Recommended metric for tracking visibility progress in the regional haze rule
For many Class I areas (national parks and wilderness areas with special air quality protections) in the western U.S., wildfire smoke and dust events can have a large impact on visibility. Currently, the Environmental Protection Agency’s (EPA) 1999 Regional Haze Rule uses the 20% haziest days to track visibility changes over time even if they are dominated by smoke or dust. Visibility on the 20% haziest days has remained constant or degraded over the last 16 years at some Class I areas despite widespread emission reductions from anthropogenic sources. To better track visibility changes specifically associated with anthropogenic pollution sources rather than natural sources, the EPA as finalized a requirement to track visibility on the 20% most anthropogenically-impaired days rather than the haziest days. To support the implementation of this requirement, the EPA has also proposed (but not finalized) a specific recommended metric for characterizing the anthropogenic and natural portions of the daily extinction budget at each site. This metric selects the 20% most impaired days based on these portions using a “delta deciview” approach to quantify the deciview scale impact of anthropogenic light extinction. Using this metric, sulfate and nitrate make up the majority of the anthropogenic extinction in 2015 on these days, with natural extinction largely made up of organic carbon mass in the eastern U.S. and a combination of organic carbon mass, dust components, and sea-salt in the western U.S. For sites in the western U.S., the seasonality of days selected as the 20% most impaired is different than the seasonality of the 20% haziest days, with many more winter and spring days selected. Applying this new metric to the 2000–2015 period across sites representing Class I areas results in substantial changes in the calculated visibility trend for the Northern Rockies and southwest U.S.

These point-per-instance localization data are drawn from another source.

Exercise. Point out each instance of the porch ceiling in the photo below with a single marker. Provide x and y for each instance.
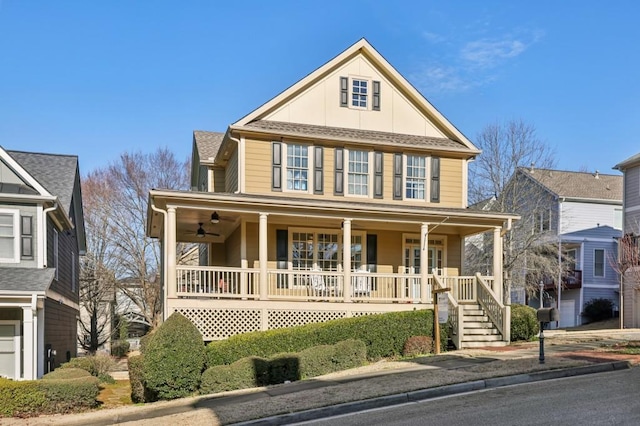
(193, 208)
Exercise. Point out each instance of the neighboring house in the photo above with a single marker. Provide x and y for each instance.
(581, 214)
(41, 236)
(351, 153)
(630, 169)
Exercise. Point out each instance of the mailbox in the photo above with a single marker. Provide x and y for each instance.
(548, 315)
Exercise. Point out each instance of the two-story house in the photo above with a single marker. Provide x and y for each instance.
(41, 236)
(345, 195)
(630, 280)
(579, 215)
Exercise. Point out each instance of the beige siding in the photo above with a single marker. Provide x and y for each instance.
(231, 173)
(258, 167)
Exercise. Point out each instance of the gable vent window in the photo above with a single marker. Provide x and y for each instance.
(26, 237)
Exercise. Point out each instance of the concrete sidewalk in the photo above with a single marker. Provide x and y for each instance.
(377, 385)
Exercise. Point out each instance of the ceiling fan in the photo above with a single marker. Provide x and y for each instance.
(201, 233)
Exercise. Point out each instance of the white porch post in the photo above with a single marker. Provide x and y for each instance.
(29, 354)
(497, 263)
(262, 256)
(170, 247)
(346, 258)
(424, 263)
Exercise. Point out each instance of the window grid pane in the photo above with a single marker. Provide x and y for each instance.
(297, 167)
(358, 178)
(416, 177)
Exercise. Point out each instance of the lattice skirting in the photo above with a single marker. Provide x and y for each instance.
(216, 324)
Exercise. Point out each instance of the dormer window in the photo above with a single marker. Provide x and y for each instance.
(360, 93)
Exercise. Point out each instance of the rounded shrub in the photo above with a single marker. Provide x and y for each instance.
(524, 323)
(173, 359)
(598, 309)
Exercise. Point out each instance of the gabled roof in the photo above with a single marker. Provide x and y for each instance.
(634, 160)
(577, 185)
(56, 173)
(207, 144)
(26, 279)
(364, 49)
(352, 135)
(606, 232)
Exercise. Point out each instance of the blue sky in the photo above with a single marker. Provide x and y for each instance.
(97, 78)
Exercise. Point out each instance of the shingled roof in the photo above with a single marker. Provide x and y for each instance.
(579, 185)
(354, 135)
(25, 279)
(55, 172)
(208, 143)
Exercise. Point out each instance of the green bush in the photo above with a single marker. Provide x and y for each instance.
(136, 380)
(52, 395)
(254, 371)
(383, 334)
(598, 309)
(245, 373)
(98, 365)
(524, 323)
(174, 359)
(417, 345)
(119, 348)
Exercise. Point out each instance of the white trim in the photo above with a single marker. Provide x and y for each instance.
(16, 236)
(22, 173)
(16, 345)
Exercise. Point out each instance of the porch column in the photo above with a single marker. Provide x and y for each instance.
(262, 257)
(424, 263)
(170, 247)
(497, 263)
(346, 258)
(29, 354)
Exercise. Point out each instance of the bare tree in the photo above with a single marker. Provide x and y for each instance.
(133, 257)
(495, 183)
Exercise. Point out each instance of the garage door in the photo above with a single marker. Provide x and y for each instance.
(8, 355)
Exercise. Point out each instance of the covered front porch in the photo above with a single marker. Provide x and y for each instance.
(265, 263)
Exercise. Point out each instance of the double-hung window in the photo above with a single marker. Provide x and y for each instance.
(9, 241)
(415, 182)
(358, 173)
(297, 167)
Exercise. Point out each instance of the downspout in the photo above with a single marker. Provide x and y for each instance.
(240, 164)
(165, 310)
(45, 212)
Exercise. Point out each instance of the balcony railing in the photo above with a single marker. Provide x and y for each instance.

Changing the approach for tracking visibility in Regional Haze Rule would allow the EPA, States, and the public to track visibility on days when reductions in anthropogenic emissions have to greatest potential to improve the view. The calculations involved with the recommended metric can be incorporated into the routine IMPROVE data processing, enabling rapid analysis of current and future visibility trends. Natural visibility conditions are important in the calculations for the recommended metric, necessitating the need for additional analysis and potential refinement of their values.